Experiences like that – which I sincerely hope none of you reading this ever have to go through – make you feel very isolated because you are lost inside your own head and body. Knowing that other people go through similar things, and not only survive but prosper, helps a lot. You feel a bit less of an outlier. Of course I’ll never appear on stage at the National Theatre, but although the intervening years haven’t exactly been plain sailing, the last seven have brought far more positives than negatives.

It’s hard to explain why Matt’s message had such a resonance. His experience was clearly far worse than mine, but when I was discharged from hospital the doctors made it very clear just how ill I had been, and that if there was any recurrence I should get help as soon as possible. As well as writing about it on this blog, I did a piece for Time to Change Wales, encouraging people to ask for help if they need it.

Anyway, this brings me to the point of this sermon. Yesterday I received this by email:

It’s from Niteline, an organisation whose volunteers offer students free confidential counselling, and it came with a suggestion (which I will follow) that I should share it with students before and after my lectures. I’m not sure how many students will read this blog, but I thought I would share it here too. If it encourages just one person who is struggling to find someone to talk to then it’s worth it.

4 Responses to “Reasons to stay alive”

  1. Anton Garrett Says:

    I’m so glad you came through it, Peter.

  2. Thank you, Peter. Having gone through a similar although not quite as intense experience as you did, I very much appreciate your efforts to make this more public. Too many people do not understand depression and anxiety. I didn’t until it happened to me a few years ago and am still dealing with it and have to accept it’s not going to go away. It’s not a weakness, in fact, the opposite, but try telling that to your boss or a potential employer in the US.

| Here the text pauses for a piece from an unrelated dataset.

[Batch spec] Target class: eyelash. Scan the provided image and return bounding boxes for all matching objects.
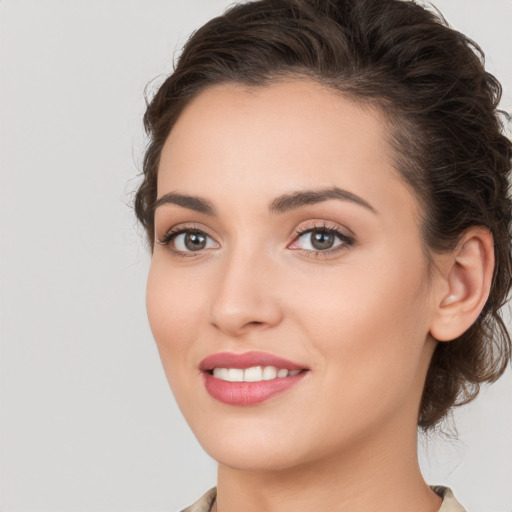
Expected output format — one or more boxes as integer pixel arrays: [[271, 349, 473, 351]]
[[157, 223, 355, 258]]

  3. How did you cope with the physical restraint, Peter? Your account makes it sound like you were sufficiently out of it that it was only an incidental irritant, in the scheme of things? My only brush (so far…) with physical restraint was as a child, when I suffered from regular bouts of intense pain due to the high arches in my feet. I sometimes had to put myself through some quite bizarre contortions to reduce the pain, which contributed to my reputation as something of an oddball at school. On an otherwise unremarkable day in the early to mid 70s I was taken to Blackburn Infirmary and strapped to a table, on my back, which is every bit as terrifying as it sounds. The doctor then injected what I presume was a muscle relaxant into the soles of my feet, with what seemed to a small boy to be a monstrously large needle. My parents do not remember this episode, and refuse to accept that they would have authorised such a treatment, but it is not something one easily forgets. My high arches were cured, by the way, never troubling me again, so on the whole I’m glad they went to the bother.

    I also follow Matt, for the same reason, despite never having suffered quite such terrible anxiety or depression; I’m so glad the pair of you came through.

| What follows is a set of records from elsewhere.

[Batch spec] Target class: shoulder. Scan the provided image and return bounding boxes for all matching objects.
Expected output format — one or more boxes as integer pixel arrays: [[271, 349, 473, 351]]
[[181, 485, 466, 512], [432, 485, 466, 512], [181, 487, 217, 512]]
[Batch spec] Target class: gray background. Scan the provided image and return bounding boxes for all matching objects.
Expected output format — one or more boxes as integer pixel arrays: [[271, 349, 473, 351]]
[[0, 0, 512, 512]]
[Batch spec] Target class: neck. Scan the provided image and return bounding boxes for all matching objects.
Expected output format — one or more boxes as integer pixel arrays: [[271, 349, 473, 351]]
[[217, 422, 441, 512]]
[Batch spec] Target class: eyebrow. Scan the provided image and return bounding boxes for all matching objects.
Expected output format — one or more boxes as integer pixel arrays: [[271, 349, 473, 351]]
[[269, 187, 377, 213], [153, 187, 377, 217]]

    • The restraints were not as bad as you might imagine: basically a strap that went across my body and was fixed to the sides of the bed to stop my lower arms moving. My legs and ankles weren’t restrained. I wouldn’t say it was comfortable, but it wasn’t severe or painful. I wasn’t (apparently) being very forceful so more severe restraints weren’t used.

      There’s quite a lot of controversy about the use of physical restraints in psychiatric institutions, incidentally, with what seems to be a general feeling that they are used excessively.

      I should say that the strong sedatives used are also a form of restraint. Looking back, though, I think the decision to sedate me was very sensible and proportionate.